Ciclismo
Tour de France 2017 – Il poker di Chris Froome: non attacca in salita, un motorino a crono. Nell’albo d’oro con i grandi
Per la quarta volta negli ultimi cinque anni Chris Froome si appresta ad affrontare il trasferimento verso Parigi, sede storica dell’ultima tappa del Tour de France, in maglia gialla. Domani sera il britannico entrerà ufficialmente nel ristretto club di coloro che anni vinto per più di tre volte la Grande Boucle, salendo a quota 4 e portandosi ad una sola lunghezza dai recordman di tutti i tempi: Bernard Hinault, Eddy Merckx, Jacques Anquetil e Miguel Indurain, staccando Lemond, Bobet e Thys in questa speciale classifica.
E si sprechino, allora, i confronti, i paragoni. Ha senso? Solo fino ad un certo punto: i numeri sottolineano la grandezza di un corridore che pur in un’epoca iperspecializzata è riuscito ad ottenere risultati incredibili, elevandosi sopra la media anche dei grandi corridori da corse a tappe. È la vittoria anche del Team Sky (sempre in maglia gialla, a parte le due tappe che si è spostata sulle spalle di Aru, con Thomas e lo stesso Froomey), arrivato nel mondo del ciclismo proprio per vincere il Tour, coronando questo obiettivo nel 2012 con Bradley Wiggins, vincendolo poi per cinque volte in sei edizioni, con l’unica eccezione di Vincenzo Nibali del 2014. Ogni epoca ciclistica ha avuto dinamiche differenti e ambienti diversi, troppo diversi per portarle ad un confronto tra loro che si fondi su solide basi.
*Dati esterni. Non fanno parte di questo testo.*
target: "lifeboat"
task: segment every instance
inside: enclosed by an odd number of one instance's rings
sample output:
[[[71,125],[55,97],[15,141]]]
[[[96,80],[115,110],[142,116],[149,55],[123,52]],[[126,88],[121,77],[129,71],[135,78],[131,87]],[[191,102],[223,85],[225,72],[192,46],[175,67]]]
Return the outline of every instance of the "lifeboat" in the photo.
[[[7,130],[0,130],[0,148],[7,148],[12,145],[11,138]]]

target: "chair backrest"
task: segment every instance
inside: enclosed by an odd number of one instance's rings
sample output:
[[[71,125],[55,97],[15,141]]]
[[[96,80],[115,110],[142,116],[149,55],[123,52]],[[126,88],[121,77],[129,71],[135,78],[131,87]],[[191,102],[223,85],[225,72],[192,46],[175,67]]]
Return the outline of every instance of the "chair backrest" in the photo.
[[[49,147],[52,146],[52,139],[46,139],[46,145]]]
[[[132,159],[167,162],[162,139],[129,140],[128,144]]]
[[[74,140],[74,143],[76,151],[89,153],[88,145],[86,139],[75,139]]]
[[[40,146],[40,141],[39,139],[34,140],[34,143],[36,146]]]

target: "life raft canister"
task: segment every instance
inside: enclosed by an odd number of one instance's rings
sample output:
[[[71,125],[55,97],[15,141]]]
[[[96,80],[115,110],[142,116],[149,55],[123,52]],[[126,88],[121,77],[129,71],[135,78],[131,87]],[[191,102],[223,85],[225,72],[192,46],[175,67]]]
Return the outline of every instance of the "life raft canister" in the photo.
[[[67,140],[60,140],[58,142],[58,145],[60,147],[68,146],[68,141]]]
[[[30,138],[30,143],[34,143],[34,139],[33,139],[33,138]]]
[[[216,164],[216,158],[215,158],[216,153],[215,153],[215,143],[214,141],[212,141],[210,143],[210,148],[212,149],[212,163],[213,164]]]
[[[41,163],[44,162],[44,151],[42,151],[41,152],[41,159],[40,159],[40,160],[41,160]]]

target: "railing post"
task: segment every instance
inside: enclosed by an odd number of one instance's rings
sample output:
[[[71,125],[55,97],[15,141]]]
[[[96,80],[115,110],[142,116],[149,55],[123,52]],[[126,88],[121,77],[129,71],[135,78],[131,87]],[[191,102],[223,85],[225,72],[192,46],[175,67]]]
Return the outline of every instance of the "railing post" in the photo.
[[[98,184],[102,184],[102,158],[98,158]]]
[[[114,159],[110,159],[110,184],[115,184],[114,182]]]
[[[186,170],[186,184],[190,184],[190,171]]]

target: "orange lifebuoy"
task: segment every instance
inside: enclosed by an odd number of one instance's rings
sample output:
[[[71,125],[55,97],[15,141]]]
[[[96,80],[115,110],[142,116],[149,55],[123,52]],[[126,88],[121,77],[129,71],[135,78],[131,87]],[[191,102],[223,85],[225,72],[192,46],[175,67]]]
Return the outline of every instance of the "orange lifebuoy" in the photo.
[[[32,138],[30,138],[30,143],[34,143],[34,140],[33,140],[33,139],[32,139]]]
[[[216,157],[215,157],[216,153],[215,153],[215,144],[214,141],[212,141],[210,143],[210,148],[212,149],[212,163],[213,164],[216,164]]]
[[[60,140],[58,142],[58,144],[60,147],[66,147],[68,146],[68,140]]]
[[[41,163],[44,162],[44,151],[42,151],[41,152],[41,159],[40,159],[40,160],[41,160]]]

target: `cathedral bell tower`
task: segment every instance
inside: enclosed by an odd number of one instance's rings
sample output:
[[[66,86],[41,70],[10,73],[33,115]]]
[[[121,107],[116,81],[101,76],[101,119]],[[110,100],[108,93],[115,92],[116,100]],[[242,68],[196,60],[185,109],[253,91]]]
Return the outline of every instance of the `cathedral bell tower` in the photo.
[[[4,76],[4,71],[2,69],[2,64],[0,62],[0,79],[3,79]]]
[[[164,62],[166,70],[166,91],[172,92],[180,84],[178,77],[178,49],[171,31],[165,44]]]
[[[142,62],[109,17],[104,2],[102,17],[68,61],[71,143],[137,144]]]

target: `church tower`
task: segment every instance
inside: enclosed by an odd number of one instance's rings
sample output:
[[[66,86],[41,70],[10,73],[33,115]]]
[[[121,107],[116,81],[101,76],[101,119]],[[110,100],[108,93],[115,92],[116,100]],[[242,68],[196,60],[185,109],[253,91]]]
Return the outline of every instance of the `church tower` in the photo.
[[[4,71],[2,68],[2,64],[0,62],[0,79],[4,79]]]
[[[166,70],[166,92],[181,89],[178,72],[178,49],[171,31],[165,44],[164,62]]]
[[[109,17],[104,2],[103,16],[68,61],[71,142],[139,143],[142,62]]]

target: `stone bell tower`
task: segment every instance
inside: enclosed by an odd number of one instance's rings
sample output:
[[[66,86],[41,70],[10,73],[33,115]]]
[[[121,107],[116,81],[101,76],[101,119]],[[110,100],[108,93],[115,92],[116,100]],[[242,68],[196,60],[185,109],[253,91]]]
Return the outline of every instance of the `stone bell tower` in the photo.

Si può parlare di era Froome? Molto probabilmente sì. Perché Chris è forte, ma non invincibile, riuscendo a gestire ogni situazione di corsa come se lo fosse. Possiamo parlare di era Froome per le 38 vittorie, presto 39 collezionate dal 2011 ad oggi, quasi tutte in corse di livello world Tour. Possiamo parlare di un’era Froome che sembra destinata a concludersi?
Sì, possiamo dire anche questo. Nel 2017, il keniano bianco non ha ancora avuto l’opportunità di alzare le braccia al cielo e lo farà per la prima volta domani, sui Campi Elisi. La sua prima vittoria stagionale corrisponderà con il successo al Tour, obiettivo per cui lavora e per cui si prepara in maniera meticolosa. Negli ultimi 23 giorni abbiamo visto un Froome calcolatore, forse poco spettacolare ma scientificamente vincente. Sin dalla prima cronometro ha dato l’impressione di sapere in ogni momento quello che stava facendo, correndo con un’attenzione maniacale a se stesso e a tutte le situazioni di corsa, rimanendo davanti al gruppo a costo di sprecare più energie per evitare alcun tipo di problema.
Tirando le somme, però, il Tour de France l’ha vinto quasi esclusivamente a cronometro. Sia nella prova a tic-tac di Dusseldorf che in quella di oggi è stato nettamente il migliore degli uomini di classifica. Un vantaggio non eccessivo (erano meno di 40 i chilometri contro il tempo) che però gli hanno permesso di gestirsi nelle tappe di montagna, senza mai avere la necessità di muoversi e attaccare in prima persona. Freddo e calcolatore, maturo e concentrato.
Ora, per lui, restano due grandi obiettivi: completare la doppietta con la Vuelta a España (e ci proverà tra poco più di un mese, con Vincenzo Nibali tra gli altri a sfidarlo) e poi vincere il quinto Tour de France, per diventare il più vincente di sempre (i record di Armstrong sono cancellati). Sempre meno giovane e con meno brillantezza, già nelle ultime due stagioni in calo, il 2018 potrebbe rappresentare la fine di quella che abbiamo chiamato era Froome, con il britannico che difficilmente si ritroverà dominante, con gli avversari che, ora sì, ne hanno scoperto le prime debolezze, utili quantomeno per trovare il coraggio di attaccare.